CJグループがヘルス&ビューティー(H&B)ストアのオリーブヤングの米国進出を起点に、現地事業の拡大に再び速度を上げる。来月、米国カリフォルニアに1号店を開くことを皮切りに、食品、エンターテインメントなど主要系列会社の力を結集し、北米市場での地位を固める戦略である。
29日、関連業界によると、オリーブヤングは来月末に米国カリフォルニア州パサデナに1号店を開く予定だ。オリーブヤングは昨年初めに米国法人「CJ OLIVE YOUNG USA」を設立し、北米進出を公式化した。3月に米国ブルーミントンに初の物流センターを構築し、本格的な出店準備を終えた状態だ。
オリーブヤングはパサデナの1号店を起点に、ロサンゼルス(LA)など中核商圏に年内4店舗を追加で展開する計画だ。LAのウェストフィールド・センチュリーシティ、トーランスのデルアモ・ファッションセンターなど、人流が多い地域を中心に出店を広げる構想である。
CJグループ内部では、オリーブヤングの米国進出を前に系列会社間のシナジー創出策の議論が活発になっている。数年間の業績成長でオリーブヤングがグループ内の中核系列会社に浮上したうえ、2020年のニューヨーク法人清算と中国事業撤退以降の再挑戦という点で関心が集まる雰囲気だ。
CJはオリーブヤングのビューティー事業を中心に、食品、コンテンツを組み合わせた、いわゆるKライフスタイル・バリューチェーンを構築する目標だ。すでに食品、ベーカリー、エンターテインメントなど主要事業を米国で展開してきた経緯があるだけに、これを有機的に結び付けてシナジーの最大化を図る見通しである。
CJ第一製糖は「ビビゴ」を中心に北米の食品事業を拡大している。ビビゴの餃子は米国の消費者(B2C)餃子市場でシェア40%以上を確保し、トップブランドとなった。2023年に初披露したビビゴ冷凍キンパは、年間平均130%を上回る売上成長率を記録している。
とりわけ2019年の冷凍食品会社シュワンズの買収は、米国内の食品流通網を迅速に拡大する契機になったとの評価だ。シュワンズ主導でCJ第一製糖はサウスダコタ州スーフォールズに2027年完工を目標とする工場を建設している。同工場は北米最大規模のアジアン食品製造施設で、米国中部の生産拠点として機能する見通しだ。
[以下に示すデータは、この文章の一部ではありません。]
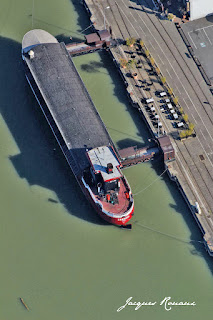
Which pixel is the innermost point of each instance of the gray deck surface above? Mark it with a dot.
(68, 100)
(200, 35)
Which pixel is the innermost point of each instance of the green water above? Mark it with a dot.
(55, 253)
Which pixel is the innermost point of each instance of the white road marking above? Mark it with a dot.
(169, 73)
(182, 86)
(202, 134)
(193, 118)
(207, 36)
(160, 59)
(192, 39)
(203, 28)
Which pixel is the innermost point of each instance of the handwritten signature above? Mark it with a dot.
(167, 303)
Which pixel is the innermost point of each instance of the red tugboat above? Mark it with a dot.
(77, 126)
(106, 187)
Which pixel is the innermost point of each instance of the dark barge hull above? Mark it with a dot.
(75, 103)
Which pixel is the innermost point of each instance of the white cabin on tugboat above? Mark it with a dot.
(108, 187)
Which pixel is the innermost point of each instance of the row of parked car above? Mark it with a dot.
(165, 107)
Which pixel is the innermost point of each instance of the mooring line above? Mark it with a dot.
(167, 235)
(135, 194)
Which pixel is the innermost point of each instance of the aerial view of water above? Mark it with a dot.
(55, 252)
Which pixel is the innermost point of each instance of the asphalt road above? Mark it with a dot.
(135, 19)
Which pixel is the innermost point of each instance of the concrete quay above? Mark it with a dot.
(192, 170)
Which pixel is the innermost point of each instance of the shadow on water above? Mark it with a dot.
(180, 206)
(40, 160)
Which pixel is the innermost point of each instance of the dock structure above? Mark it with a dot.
(63, 98)
(192, 169)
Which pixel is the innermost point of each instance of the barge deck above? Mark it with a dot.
(76, 124)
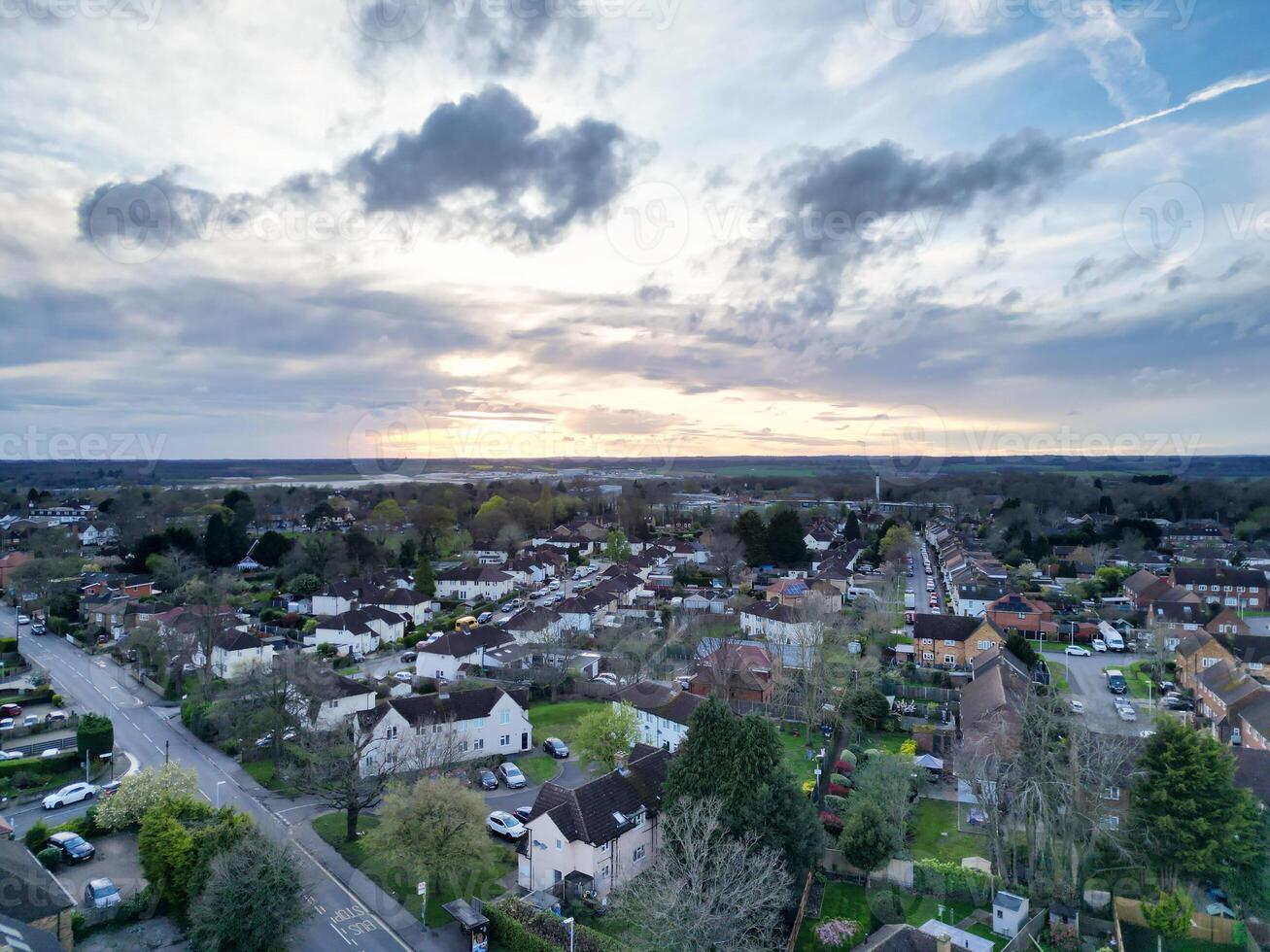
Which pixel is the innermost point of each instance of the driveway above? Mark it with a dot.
(116, 860)
(1088, 684)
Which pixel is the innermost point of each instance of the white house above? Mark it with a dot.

CJフードビルはベーカリーフランチャイズ「トゥレジュール」を先頭に米国市場で競争力を高めてきた。2004年に米国でトゥレジュール1号店を出した後、CJフードビル米国法人は2018年に海外法人として初めて黒字転換に成功した。会社は2030年までに現地店舗1000店の確保を目標に、製パン工場の建設などインフラ投資を増やしてきた。
エンターテインメント部門ではCJ ENMが世界的なKポップフェスティバル「ケイコン(KCON)」を現地で開催し、コンテンツ基盤の影響力を拡大している。2022年には米国の映画制作会社フィフス・シーズンを買収し、ドラマ、映画の制作能力も確保した。
今年は5月の日本「ケイコン・ジャパン2026」に続き、8月にはLAで「ケイコン・LA 2026」が開かれる予定だ。2012年に米国アーバインで初開催されたケイコンは、その後アジア、中東、欧州など世界14地域で開催された。現在までの累計来場者数は220万人を超える。
イ・ジェヒョンCJグループ会長はオリーブヤングの米国進出を前に現場経営を強化している。イ会長は先月、ソウル明洞にオープンした「オリーブヤング セントラル明洞タウン」を訪れ、店舗の購買導線や主要製品などを点検した。明洞のオリーブヤングは外国人売上比率が約95%に達する店舗で、外国人を狙ったグローバル戦略を事前点検する動きと受け止められた。
イ会長はマスクパックの陳列棚を見回り、「米国市場でも持続可能なKビューティーのエコシステムを構築しなければならない」と述べ、「オリーブヤングで年商1000億ウォン以上を記録するブランドがグローバル市場でも成長できるよう、橋頭堡の役割を果たすべきだ」と語った。